Actually Dudley is more a man of action than words! He knows commands but I guess that is not what you mean, he knows my sons name or that could be another command as he goes looking for him if I say 'where's Oliver', but its signals he really picks up on and working out what is happening at certain times.


----------



## KCsunshine (Apr 16, 2012)

Definately "Walkies", Coco goes crazy when you even whisper it. She also understands "Dindins" because she runs to the bowl. And "whats this", that is her command to come for a treat when she's off lead...she will even leave chasing a rabbit when I say that one! I think she understand Good girl, because she looks all smug and happy when we say it, lol.


----------



## RuthMill (Jun 30, 2012)

Yep... I get a response even if I'm monosyllabic! I spend my conversations spelling words. Here goes:

Outside
Door  (makes life difficult lol)
Lead and harness (goes nuts)
Dinner (another difficult one)
Cat (goes nuts)
Birds (goes nuts)
All of the names of people in my family (goes to the door or window)
Car (again.. Difficult to avoid)
Living room (goes straight there if we are in another room and I say anything about the living room)
Bunny Rabbit (favourite toy who she gets and takes to bed)
Bed
Walkies 
Van (the daycare/doggy walking van that comes)
Toilet (I can no longer tell anyone I am off to the toilet, Lola thinks I am giving her a command and goes straight to the door)

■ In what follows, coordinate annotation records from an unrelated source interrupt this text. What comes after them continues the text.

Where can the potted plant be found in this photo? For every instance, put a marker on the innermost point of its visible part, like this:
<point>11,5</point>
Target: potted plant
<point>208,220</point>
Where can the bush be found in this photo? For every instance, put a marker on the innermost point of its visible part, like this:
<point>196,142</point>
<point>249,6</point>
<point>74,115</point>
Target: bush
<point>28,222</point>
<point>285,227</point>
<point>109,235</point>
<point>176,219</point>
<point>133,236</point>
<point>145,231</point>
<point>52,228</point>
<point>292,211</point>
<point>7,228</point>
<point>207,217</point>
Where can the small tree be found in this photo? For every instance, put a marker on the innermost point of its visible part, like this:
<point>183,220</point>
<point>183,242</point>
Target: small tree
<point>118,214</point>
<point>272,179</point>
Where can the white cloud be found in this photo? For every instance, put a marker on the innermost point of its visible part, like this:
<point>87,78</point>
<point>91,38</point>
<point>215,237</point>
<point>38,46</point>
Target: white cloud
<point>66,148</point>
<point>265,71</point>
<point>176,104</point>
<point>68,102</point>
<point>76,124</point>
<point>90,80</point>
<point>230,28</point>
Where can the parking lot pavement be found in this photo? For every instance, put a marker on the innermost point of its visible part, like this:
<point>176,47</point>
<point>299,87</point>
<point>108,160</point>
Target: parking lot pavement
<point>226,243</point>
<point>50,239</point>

I am sure there is more. J and I find ourselves communicating using our own special sign language at times.. We were taking about Stormont the other night (that's the park we take Lola to). Lola had been asleep.. Next thing she was up like a shot and went to the door. She wasn't the same the rest of the evening... Was so disappointed when the penny dropped that we weren't going. It's crazy how intelligent these guys are. I am always amazed.


----------



## Skyesdog (Jun 7, 2012)

Good thread, I hadn't realised how many there are until I thought about it just now! Lola understands standard commands plus walkies, ball, stick, family names, 'into your bed' - if she has been naughty, treats, carrots, tail - when she jumps into car but leaves her tail sticking out, max - her brother's name, bedtime and birdies. Think that is about it. 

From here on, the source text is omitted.